Understanding World Bank Data: A Beginner’s Guide to Preparing It for Analysis

We rely on open data portals to gather information for analysis and to write articles for our site. One of our go-to sources is the World Bank. It is one of the most valuable open data sources for global development, economics, and social indicators. Whether you’re exploring GDP growth trends, tracking education rates, or comparing CO₂ emissions, World Bank datasets provide a wealth of information covering nearly every country and region in the world.

However, if you’ve ever downloaded a dataset directly from the World Bank Data Portal, you may have noticed that the file isn’t quite ready for analysis right away. The data usually needs some cleaning and reshaping before you can use it effectively in Google Sheets, Excel, or a programming tool like Python or R.

This guide explains how World Bank data is structured, what kind of information it contains, and how to transform it into a tidy, analysis-ready format.

How World Bank Datasets Are Organized

When you download data from the World Bank, it typically comes as a CSV or Excel (.xls) file. Here’s what you’ll usually find inside:

Column Name Description
Country Name Full name of the country or area (e.g., Canada, World, OECD members).
Country Code ISO3 three-letter code used for joins and merges (e.g., CAN, USA).
Indicator Name Human-readable title for the series (e.g., GDP (current US$), CO₂ emissions (metric tons)).
Indicator Code World Bank code (unique machine identifier) – useful when merging metadata or using the API (example: NY.GDP.MKTP.CD).
Year columns Each year is a separate column (e.g., 2000, 2001). This is the typical wide layout returned by many downloads.
Values Numeric values for each country–year combination. Expect gaps: not every country has data for every year or indicator.

This “wide format” structure is great for viewing data, but not ideal for analysis or visualization. Most analytical tools and workflows prefer a long format, where each row represents a single observation (for example, one country, one indicator, one year, and one value).

Example: The Wide vs. Long Format

Here’s what a typical World Bank dataset looks like when downloaded:

Country Name Country Code Indicator Name Indicator Code 2000 2001 2002 2003
Canada CAN GDP (current US$) NY.GDP.MKTP.CD 742000000000 762000000000 799000000000 823000000000
France FRA GDP (current US$) NY.GDP.MKTP.CD 1320000000000 1360000000000 1400000000000 1440000000000

But for analysis, it’s often better to have your data in this format:

Country Name Country Code Indicator Name Indicator Code Year Value
Canada CAN GDP (current US$) NY.GDP.MKTP.CD 2000 742000000000
Canada CAN GDP (current US$) NY.GDP.MKTP.CD 2001 762000000000
Canada CAN GDP (current US$) NY.GDP.MKTP.CD 2002 799000000000
France FRA GDP (current US$) NY.GDP.MKTP.CD 2000 1320000000000
France FRA GDP (current US$) NY.GDP.MKTP.CD 2001 1360000000000
France FRA GDP (current US$) NY.GDP.MKTP.CD 2002 1400000000000

This is what’s known as tidy data, where each variable has its own column, each observation has its own row, and each value is stored in a single cell.

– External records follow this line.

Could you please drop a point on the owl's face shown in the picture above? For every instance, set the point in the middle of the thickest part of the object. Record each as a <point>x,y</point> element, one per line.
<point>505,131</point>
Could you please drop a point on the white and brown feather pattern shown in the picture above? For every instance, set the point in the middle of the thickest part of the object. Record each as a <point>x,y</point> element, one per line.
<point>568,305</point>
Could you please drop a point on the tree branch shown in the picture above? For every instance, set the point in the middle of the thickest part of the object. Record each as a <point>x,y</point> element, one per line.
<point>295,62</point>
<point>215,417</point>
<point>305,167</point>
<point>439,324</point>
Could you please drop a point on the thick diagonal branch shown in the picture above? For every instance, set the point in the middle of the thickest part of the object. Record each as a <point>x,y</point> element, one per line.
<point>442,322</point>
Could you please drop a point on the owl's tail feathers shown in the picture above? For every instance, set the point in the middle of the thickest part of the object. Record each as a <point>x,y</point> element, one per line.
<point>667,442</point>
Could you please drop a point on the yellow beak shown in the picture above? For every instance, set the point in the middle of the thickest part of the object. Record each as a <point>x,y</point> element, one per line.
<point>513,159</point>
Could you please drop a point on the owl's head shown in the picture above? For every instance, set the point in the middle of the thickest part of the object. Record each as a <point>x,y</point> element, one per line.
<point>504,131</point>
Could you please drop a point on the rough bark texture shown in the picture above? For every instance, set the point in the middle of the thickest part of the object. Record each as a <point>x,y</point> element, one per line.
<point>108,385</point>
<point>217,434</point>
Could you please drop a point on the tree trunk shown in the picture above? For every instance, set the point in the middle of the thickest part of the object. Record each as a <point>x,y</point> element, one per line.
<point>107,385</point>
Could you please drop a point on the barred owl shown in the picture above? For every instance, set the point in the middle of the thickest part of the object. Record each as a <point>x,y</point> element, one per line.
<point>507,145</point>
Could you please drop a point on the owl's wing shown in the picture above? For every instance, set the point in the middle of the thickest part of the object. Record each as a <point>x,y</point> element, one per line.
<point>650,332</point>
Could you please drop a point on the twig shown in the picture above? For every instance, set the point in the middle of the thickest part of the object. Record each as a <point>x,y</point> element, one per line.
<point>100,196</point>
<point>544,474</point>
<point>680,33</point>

3. How to Reshape the Data

In Google Sheets or Excel

You can use built-in functions like:

  • =TRANSPOSE() to flip rows and columns.

  • =FILTER() or =QUERY() to extract subsets of data.

  • =TEXTSPLIT() and =CHOOSECOLS() to clean or reorganize columns (especially helpful if you only need a few years or countries).

To reshape from wide to long in Sheets:

  1. Select your dataset.

  2. Use Data → Pivot table → Unpivot (available in Excel’s Power Query or with an add-on in Google Sheets).

  3. Alternatively, use Python’s pandas.melt() or R’s pivot_longer() if you’re comfortable with code.

In Python (pandas)

If you’re using Python, the World Bank format can be easily reshaped using the pandas melt() function:

import pandas as pd

df = pd.read_csv("worldbank_data.csv")

# Transform from wide to long
df_long = df.melt(
    id_vars=["Country Name", "Country Code", "Indicator Name", "Indicator Code"],
    var_name="Year",
    value_name="Value"
)

This turns year columns into rows—perfect for plotting, aggregating, or merging with other data sources.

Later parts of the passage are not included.